変形性関節症の症状は、疾患の進行におけるMMPの重要な役割を証明する。カルシウム含有結晶の存在は、罹患した関節の組織の変性を促進する。

プロスタグランジン合成の刺激

細胞増殖の刺激に加えて、結晶を含有する酵素カルシウムの分泌は、哺乳動物細胞の培養物からのプロスタグランジンの放出、特にPGE引き起こす₂。全ての場合におけるPGE- ₂の放出は、細胞を結晶に曝した後の最初の1時間以内に起こる。R.ローゼンバーグ（L 987）はPGEの合成のためのアラキドン酸の主な原因と判断した_2は、ホスファチジルコリンおよびホスファチジルエタノールアミンであり、そしてまたそのホスホリパーゼを確認₂足- PGEの主パスの生産₂。
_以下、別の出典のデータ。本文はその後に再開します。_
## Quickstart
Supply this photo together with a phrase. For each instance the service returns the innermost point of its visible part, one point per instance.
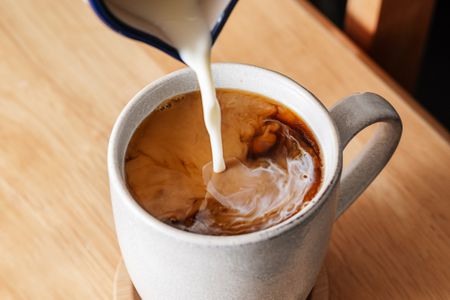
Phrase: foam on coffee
(273, 165)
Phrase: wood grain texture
(64, 79)
(394, 33)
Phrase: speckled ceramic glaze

CPCの結晶の効果に応答して、PGE1も放出され得る。GMマッカーティら（1993,1994）は、PGEの効果について検討₂結晶CPCHに対するヒト線維芽細胞の分裂促進応答に、PGE、及びその類似体ミソプロストールを。3つの薬剤はすべて用量依存的に分裂促進応答を阻害し、PGEおよびミオプロテストラットはより顕著な阻害活性を示した。PGEおよびミソプロストールは、OFC結晶の効果に応答してコラゲナーゼmRNAの蓄積を阻害したが_、 PGE _2は阻害しなかった。
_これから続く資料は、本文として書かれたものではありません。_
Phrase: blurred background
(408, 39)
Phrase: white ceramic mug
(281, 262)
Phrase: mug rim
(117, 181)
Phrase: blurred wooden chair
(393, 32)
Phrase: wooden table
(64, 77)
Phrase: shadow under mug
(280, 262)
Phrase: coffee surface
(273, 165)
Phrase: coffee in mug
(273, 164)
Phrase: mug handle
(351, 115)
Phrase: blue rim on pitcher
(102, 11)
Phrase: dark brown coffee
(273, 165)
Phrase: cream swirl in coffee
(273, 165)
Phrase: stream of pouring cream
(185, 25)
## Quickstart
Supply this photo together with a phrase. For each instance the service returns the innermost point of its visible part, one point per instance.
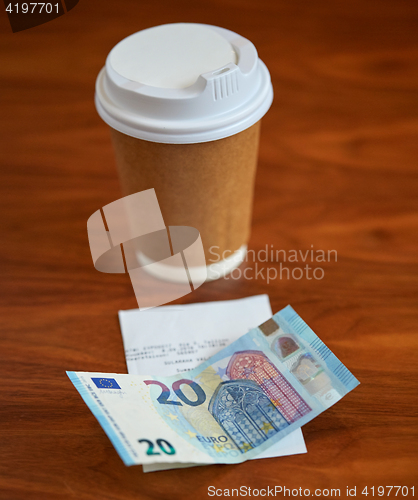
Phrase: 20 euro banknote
(233, 406)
MG McCartyおよびN. Cheung（1994）は、PGE細胞のRPC媒介性活性化のメカニズムを研究した。PGEよりも細胞内cAMPの強力な誘導物質-著者らは、PGEことを示し₂及びPGEはcAMP依存性シグナル伝達経路によってOFC誘導有糸分裂誘発及びMMP産生を阻害します。OFK結晶によって誘発されたPGE産生の増加は、フィードバック機構による他の生物学的効果（有糸分裂誘発およびMMP産生）を弱める可能性がある。

結晶によって誘発される炎症

カルシウム結晶は、しばしば、変形性関節症の患者の滑液において見出され、しかしkristallassotsiirovannyhにおける変形性関節症及び関節症のような稀な急性炎症の白血球のエピソード（例えば、シンドローム「肩関節ミルウォーキー」）とされています。結晶のFlogistichesky電位が阻害要因の近くに修正することができます。R. Terkeltaubら（1988）は、有意に、基本的なリン酸カルシウム結晶化好中球応答granulotsitovovを抑制する血清および血漿の能力を実証しました。そのような阻害を引き起こす要因としてはkristallsvyazyvayuschieタンパク質です。-これらのタンパク質のいずれかの検査₂ -HS糖タンパク質（AHSr）は- ANSG応答結晶CPCHにおける好中球顆粒球の最も強力かつ特異的阻害剤であることを示しました。AHSr -肝臓由来のホエイタンパク質; それは、それ骨と石灰化組織中に比較的高濃度で、他の血清タンパク質と比較することが知られています。また、中AHSr存在は滑液を「非炎症」、およびネイティブ滑液におけるリン酸カルシウムの一次結晶で検出されます。このように、条件にリン酸カルシウム結晶のflogogennogoポテンシャルコアAHSr確率を調節するため除外されないインビボです。

要約すると、我々は、変形性関節症、提案WBヴァンデンバーグら（1999）と、機械的な遺伝的および生化学的要因を組み合わせるM. Sarrabbaら（1996）、二方式の病因を提示します。